Grève de la faim : Une retraitée à Cauterets confrontée à une dette de 9 000 euros de la caisse d’assurance retraite

À 81 ans, Andréa Chanay est confrontée à un dilemme qui la pousse à l’extrême. Elle a entamé une grève de la faim pour contester une demande de remboursement de la Carsat.

Grève de la faim Une retraitée à Cauterets confrontée à une dette de 9 000 euros de la caisse d'assurance retraite

 La petite ville de Cauterets est bouleversée par le combat d’Andréa Chanay en grève de la faim à Cauterets. Cette retraitée de 81 ans lutte pour sa survie financière face à une dette réclamée par la Carsat.

Une retraitée en grève de la faim à Cauterets : La situation difficile d’Andréa Chanay

Andréa Chanay, une femme âgée de 81 ans, traverse une période très difficile depuis le mardi 9 avril. Elle a pris une décision radicale : arrêter de s’alimenter.

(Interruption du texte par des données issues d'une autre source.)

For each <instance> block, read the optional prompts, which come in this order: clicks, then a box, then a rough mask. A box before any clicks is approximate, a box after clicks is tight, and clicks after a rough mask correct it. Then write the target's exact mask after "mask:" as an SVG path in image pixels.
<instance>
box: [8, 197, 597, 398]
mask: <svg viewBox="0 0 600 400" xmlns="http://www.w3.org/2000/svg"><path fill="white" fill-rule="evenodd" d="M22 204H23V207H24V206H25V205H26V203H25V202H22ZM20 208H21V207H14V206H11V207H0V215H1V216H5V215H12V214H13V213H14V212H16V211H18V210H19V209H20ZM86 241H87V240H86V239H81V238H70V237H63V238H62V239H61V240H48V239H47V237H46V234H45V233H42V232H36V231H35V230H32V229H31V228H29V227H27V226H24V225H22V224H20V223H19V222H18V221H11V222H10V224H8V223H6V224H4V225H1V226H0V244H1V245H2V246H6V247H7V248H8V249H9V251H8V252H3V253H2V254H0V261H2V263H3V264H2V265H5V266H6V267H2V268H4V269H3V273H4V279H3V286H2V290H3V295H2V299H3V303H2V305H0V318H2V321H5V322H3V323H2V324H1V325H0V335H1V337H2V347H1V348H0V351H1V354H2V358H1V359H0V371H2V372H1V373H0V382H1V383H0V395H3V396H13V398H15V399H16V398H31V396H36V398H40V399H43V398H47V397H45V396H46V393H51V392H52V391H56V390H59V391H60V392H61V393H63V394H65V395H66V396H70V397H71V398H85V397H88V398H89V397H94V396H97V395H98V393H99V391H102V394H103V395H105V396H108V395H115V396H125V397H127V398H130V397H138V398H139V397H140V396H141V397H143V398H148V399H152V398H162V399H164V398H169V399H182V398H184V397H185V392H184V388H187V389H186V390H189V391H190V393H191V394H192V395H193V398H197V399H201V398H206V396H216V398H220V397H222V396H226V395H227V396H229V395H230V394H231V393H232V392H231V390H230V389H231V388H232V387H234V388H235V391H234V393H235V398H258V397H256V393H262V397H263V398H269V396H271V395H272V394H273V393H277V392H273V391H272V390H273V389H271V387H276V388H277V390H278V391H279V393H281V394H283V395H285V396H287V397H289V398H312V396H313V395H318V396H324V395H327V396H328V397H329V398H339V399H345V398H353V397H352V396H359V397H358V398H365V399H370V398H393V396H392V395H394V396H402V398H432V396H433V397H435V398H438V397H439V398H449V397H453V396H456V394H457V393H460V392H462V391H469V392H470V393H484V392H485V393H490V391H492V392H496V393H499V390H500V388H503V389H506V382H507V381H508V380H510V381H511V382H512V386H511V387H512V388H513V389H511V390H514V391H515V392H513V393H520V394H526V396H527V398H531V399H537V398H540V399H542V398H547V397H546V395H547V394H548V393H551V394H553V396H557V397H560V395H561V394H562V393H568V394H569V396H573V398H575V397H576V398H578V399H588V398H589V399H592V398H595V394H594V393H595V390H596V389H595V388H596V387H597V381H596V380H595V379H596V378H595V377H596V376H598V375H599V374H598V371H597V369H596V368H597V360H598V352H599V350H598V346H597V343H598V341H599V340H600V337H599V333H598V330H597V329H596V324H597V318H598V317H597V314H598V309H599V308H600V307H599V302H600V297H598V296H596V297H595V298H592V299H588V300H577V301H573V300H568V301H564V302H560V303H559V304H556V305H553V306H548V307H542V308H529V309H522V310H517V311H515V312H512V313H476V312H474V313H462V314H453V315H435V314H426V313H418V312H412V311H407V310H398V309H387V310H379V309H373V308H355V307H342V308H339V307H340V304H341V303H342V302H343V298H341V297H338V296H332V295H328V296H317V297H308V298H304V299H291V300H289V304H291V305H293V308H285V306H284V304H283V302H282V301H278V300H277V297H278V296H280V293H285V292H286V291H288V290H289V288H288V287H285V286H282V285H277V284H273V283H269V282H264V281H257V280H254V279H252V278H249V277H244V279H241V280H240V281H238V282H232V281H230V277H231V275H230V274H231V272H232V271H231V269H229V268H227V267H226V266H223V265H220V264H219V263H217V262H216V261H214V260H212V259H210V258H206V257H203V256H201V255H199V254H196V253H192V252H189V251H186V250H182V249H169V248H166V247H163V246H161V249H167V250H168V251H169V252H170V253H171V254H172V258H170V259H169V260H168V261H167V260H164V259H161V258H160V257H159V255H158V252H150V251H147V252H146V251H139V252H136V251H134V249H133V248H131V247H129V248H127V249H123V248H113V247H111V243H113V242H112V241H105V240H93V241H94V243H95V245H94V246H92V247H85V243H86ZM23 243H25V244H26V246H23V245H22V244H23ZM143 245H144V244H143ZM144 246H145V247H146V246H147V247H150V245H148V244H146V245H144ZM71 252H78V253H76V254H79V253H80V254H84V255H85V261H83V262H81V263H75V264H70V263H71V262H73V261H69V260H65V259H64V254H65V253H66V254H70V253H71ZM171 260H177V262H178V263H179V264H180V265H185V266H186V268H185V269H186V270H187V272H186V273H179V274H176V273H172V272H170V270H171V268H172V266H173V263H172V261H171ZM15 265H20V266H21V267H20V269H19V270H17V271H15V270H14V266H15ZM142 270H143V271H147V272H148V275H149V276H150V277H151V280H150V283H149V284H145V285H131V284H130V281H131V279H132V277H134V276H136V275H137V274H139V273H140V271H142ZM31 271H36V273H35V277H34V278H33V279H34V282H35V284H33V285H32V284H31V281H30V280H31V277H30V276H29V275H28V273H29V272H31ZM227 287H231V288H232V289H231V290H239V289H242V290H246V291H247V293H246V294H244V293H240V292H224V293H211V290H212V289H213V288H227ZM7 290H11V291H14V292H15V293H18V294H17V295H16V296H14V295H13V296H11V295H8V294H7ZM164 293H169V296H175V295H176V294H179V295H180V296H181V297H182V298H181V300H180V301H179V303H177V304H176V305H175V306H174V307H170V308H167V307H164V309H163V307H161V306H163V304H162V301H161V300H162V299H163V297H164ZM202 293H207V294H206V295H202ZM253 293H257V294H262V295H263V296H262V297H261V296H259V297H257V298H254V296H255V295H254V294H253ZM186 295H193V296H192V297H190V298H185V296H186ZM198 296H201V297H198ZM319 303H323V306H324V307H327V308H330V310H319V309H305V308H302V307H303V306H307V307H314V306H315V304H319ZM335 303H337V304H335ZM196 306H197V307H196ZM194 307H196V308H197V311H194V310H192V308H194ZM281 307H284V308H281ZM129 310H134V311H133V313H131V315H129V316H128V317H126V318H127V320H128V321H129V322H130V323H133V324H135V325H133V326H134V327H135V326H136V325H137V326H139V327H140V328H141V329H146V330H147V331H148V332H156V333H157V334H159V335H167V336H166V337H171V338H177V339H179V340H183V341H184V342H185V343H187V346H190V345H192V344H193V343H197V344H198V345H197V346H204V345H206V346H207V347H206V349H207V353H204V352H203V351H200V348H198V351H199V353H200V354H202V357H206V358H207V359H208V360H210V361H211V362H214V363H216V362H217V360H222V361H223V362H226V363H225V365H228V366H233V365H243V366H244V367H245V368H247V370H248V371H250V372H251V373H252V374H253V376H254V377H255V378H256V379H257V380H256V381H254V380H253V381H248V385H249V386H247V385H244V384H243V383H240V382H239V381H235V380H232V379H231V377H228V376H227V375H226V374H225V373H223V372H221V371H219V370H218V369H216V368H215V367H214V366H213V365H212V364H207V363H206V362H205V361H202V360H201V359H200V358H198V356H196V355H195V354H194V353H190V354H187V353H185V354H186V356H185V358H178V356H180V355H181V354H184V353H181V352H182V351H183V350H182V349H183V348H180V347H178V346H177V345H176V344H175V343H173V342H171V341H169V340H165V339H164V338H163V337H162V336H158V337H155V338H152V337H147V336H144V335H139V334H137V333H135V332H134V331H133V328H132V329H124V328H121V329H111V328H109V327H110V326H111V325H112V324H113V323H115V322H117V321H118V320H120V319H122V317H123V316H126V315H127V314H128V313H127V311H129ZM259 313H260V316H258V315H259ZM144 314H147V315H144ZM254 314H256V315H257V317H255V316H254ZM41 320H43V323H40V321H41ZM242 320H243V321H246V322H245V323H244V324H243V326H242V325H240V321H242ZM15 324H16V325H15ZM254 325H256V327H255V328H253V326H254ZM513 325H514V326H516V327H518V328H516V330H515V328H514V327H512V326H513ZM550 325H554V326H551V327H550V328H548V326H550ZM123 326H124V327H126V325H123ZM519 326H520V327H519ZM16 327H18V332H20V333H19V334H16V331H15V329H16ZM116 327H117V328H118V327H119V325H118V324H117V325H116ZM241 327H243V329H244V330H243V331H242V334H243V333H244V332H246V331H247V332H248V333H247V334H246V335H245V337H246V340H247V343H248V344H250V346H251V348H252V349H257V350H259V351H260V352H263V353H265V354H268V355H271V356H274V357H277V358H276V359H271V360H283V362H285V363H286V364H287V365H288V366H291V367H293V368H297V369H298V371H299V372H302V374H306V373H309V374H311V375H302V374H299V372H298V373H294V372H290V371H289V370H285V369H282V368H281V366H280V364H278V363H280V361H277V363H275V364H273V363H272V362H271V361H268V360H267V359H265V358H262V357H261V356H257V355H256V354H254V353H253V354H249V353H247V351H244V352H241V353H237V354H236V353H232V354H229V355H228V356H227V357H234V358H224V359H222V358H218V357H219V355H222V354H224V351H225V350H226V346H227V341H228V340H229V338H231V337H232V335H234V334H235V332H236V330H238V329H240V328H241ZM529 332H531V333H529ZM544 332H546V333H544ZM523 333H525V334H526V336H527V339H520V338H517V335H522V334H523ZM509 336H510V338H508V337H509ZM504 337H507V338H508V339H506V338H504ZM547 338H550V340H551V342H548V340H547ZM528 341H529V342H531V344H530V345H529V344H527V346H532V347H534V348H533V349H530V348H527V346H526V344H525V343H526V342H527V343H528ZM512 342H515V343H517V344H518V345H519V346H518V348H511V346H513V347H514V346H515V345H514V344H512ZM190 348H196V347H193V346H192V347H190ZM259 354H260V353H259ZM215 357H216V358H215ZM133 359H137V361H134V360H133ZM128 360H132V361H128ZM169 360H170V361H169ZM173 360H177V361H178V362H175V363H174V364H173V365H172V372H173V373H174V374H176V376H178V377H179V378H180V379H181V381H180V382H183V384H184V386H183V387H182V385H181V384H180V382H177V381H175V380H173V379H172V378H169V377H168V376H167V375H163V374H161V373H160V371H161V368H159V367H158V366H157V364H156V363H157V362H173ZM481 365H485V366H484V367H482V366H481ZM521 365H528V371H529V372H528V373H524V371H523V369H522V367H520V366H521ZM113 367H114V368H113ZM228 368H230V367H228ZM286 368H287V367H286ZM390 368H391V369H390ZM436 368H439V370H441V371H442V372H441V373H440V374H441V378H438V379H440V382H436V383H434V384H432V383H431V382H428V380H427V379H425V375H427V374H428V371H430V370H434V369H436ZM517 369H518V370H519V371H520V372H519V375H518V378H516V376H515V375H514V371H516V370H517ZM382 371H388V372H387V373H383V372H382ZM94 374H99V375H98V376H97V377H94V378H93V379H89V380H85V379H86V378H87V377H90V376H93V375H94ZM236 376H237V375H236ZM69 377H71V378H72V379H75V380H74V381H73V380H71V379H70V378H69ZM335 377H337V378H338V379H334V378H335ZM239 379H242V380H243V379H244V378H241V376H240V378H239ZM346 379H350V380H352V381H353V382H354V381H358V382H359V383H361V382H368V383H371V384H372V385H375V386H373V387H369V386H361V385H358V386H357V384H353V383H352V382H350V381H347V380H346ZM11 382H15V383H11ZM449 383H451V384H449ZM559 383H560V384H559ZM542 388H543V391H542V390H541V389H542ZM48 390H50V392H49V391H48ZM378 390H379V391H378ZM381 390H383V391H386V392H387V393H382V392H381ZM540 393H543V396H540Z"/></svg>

La raison de cette action extrême ? La Carsat, la caisse d’assurance retraite, lui réclame un remboursement de plus de 9 000 euros. Pour une personne qui touche une petite retraite, cette somme est énorme et incompréhensible. 

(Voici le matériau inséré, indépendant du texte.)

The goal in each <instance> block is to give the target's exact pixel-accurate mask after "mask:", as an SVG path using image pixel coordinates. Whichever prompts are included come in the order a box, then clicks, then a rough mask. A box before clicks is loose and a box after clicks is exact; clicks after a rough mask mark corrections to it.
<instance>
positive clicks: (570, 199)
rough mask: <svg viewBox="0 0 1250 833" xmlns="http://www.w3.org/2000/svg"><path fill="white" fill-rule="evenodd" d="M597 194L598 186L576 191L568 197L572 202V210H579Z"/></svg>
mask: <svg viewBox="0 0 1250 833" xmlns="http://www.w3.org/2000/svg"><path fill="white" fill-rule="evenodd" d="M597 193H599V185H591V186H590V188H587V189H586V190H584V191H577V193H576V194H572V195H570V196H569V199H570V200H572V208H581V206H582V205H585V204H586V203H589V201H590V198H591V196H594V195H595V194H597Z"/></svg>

Par la suite, elle s’est exprimée sur les marches de la mairie de Cauterets, avouant que passer quatre jours sans manger est « difficile ». Cette ancienne commerçante n’arrive pas à comprendre pourquoi elle doit rembourser une telle somme. Elle vit avec une petite pension et ne voit pas comment elle pourrait rembourser cette dette. Maintenant cette retraitée est en grève de la faim à Cauterets.

Retraitée en grève de la faim à Cauterets : Les conséquences de la situation financière 

Ce mois-ci, Andréa a remarqué une réduction significative de sa pension. Sur les 846 euros qu’elle recevait habituellement, seulement 446 euros lui ont été versés. Cela représente presque la moitié de sa maigre retraite. Face à cette situation, la grève de la faim est devenue sa seule solution pour attirer l’attention sur son cas désespéré. Elle voit cela comme un cri d’alerte pour faire comprendre sa détresse.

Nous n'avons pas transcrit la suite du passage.